Relatório de 2025-04-30
A alienação de duas novas unidades do imóvel Bella Residence e a reestruturação tática da carteira de crédito ditaram o ritmo do **HGIC11** em abril de 2025. Diferente do mês anterior, que não registrou vendas físicas, o fundo apurou um lucro caixa de R$ 0,08 por cota com as recentes negociações, ajudando a compor o resultado caixa total de R$ 0,99 por cota. Apesar da leve retração frente ao R$ 1,05 apurado em março, a gestão manteve o pagamento de dividendos em R$ 0,80 por cota, direcionando o excedente para encorpar a reserva de contingência, que agora atinge R$ 0,44 por cota, visando mitigar despesas de manutenção do estoque. No front de crédito, a alocação no novo CRI Carteira de Recebíveis e o reforço no CRI Moov, combinados à redução no CRI Vitória Tower, alongaram a duration média para 2,31 anos, mas comprimiram a taxa média para IPCA + 11,65% ao ano (ante 12,28% no mês anterior). Para os investidores que avaliam se o ativo vale a pena, o valuation apresenta sinais mistos: o patrimônio líquido subiu para R$ 50,99 milhões (cota patrimonial a R$ 110,20), porém a cota de mercado recuou para R$ 73,53, ampliando o deságio no mercado secundário.
Relatório de 2025-04-16
**HGIC11** anuncia venda de unidade imobiliária com ganho de capital estimado por cota. O fundo **HGIC11** celebrou compromisso de venda e compra para a alienação de uma unidade autônoma no Edifício Bella Aurora (Residencial Bella Residence), localizado em Goiás, pelo valor total de R$ 519.752,83.

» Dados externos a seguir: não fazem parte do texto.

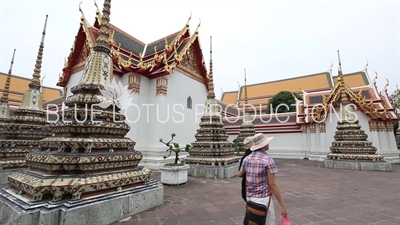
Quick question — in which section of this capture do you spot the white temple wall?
[228,133,304,159]
[136,70,207,169]
[66,70,83,97]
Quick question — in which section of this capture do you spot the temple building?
[0,0,163,225]
[47,0,209,169]
[0,17,51,177]
[185,38,240,179]
[219,61,399,162]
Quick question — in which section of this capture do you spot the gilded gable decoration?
[180,46,200,74]
[156,77,168,96]
[77,40,90,65]
[319,123,326,133]
[186,96,192,109]
[386,122,394,132]
[368,120,378,131]
[128,74,141,94]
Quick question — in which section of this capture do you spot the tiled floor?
[116,159,400,225]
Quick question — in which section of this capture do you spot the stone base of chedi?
[0,180,164,225]
[325,121,392,171]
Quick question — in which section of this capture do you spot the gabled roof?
[57,13,208,87]
[221,71,370,105]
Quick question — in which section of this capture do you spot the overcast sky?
[0,0,400,98]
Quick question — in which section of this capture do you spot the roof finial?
[29,15,49,90]
[93,0,111,51]
[94,0,101,24]
[207,36,215,99]
[186,11,192,26]
[0,49,16,103]
[196,18,201,33]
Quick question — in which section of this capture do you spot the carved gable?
[180,45,200,74]
[129,74,140,94]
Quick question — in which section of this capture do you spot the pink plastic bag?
[281,217,292,225]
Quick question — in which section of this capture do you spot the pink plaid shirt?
[242,151,278,198]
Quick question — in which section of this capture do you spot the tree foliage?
[160,133,191,166]
[267,91,303,114]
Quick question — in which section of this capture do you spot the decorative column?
[369,120,382,154]
[385,121,399,161]
[319,123,330,159]
[300,125,310,159]
[309,123,318,160]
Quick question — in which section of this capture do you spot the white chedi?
[99,79,133,110]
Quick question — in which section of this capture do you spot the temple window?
[156,77,168,96]
[186,96,192,109]
[128,74,140,94]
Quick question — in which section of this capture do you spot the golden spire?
[195,18,201,34]
[93,0,111,50]
[94,0,101,24]
[207,36,215,99]
[244,69,248,105]
[80,0,114,86]
[337,50,349,103]
[29,15,48,90]
[383,78,389,92]
[0,49,15,103]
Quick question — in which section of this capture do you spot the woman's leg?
[265,199,275,225]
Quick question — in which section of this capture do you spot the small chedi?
[324,51,391,171]
[236,69,256,155]
[9,0,151,202]
[0,22,52,169]
[0,49,15,141]
[185,37,240,178]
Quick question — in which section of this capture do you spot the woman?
[239,137,253,202]
[238,134,287,225]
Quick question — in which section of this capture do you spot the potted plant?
[160,133,190,185]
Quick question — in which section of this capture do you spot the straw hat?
[243,137,253,149]
[250,134,274,151]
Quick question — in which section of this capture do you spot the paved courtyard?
[117,159,400,225]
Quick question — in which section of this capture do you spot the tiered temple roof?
[0,49,15,139]
[0,16,52,169]
[185,38,239,166]
[57,1,208,87]
[324,51,383,161]
[237,69,256,153]
[9,0,150,202]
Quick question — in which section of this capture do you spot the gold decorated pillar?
[318,123,330,157]
[369,120,382,153]
[300,125,310,159]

A operação de venda de ativos imobiliários gerará um impacto financeiro positivo estimado para o **HGIC11** de R$ 0,15747 por cota. Os recebimentos ocorrerão de forma parcelada entre abril e julho de 2025, sendo a parcela final corrigida pelo índice inflacionário IPCA.
Relatório de 2025-03-31
O salto na distribuição de rendimentos mensais para R$ 0,80 por cota marca a recuperação do **HGIC11** em março de 2025, impulsionado por um forte resultado caixa de R$ 1,05 por cota. Diferente do mês anterior, onde despesas extraordinárias pressionaram os proventos, o fundo conseguiu reter R$ 0,25 por cota para compor uma reserva de contingência. A gestão realizou novos aportes táticos, revertendo a redução anterior e elevando as posições nos CRIs Uniq e Moov. Essa movimentação esticou a duration média da carteira para 1,95 ano e ajustou a taxa média para IPCA + 12,28% ao ano. No portfólio físico, não houve venda de ativos; o foco permanece no recebimento financeiro das duas unidades do Bella Residence alienadas em fevereiro via financiamento bancário. O valuation do fundo apresentou melhora: o patrimônio líquido avançou para R$ 50,8 milhões, com a cota patrimonial atingindo R$ 109,91, enquanto a cota de mercado saltou de R$ 67,79 para R$ 75,50, reduzindo o deságio. Para investidores que monitoram se o ativo vale a pena, a dinâmica atual reflete um carrego de crédito mais longo e rentável, aliado a uma gestão de liquidez mais conservadora frente aos custos contínuos de manutenção do estoque imobiliário.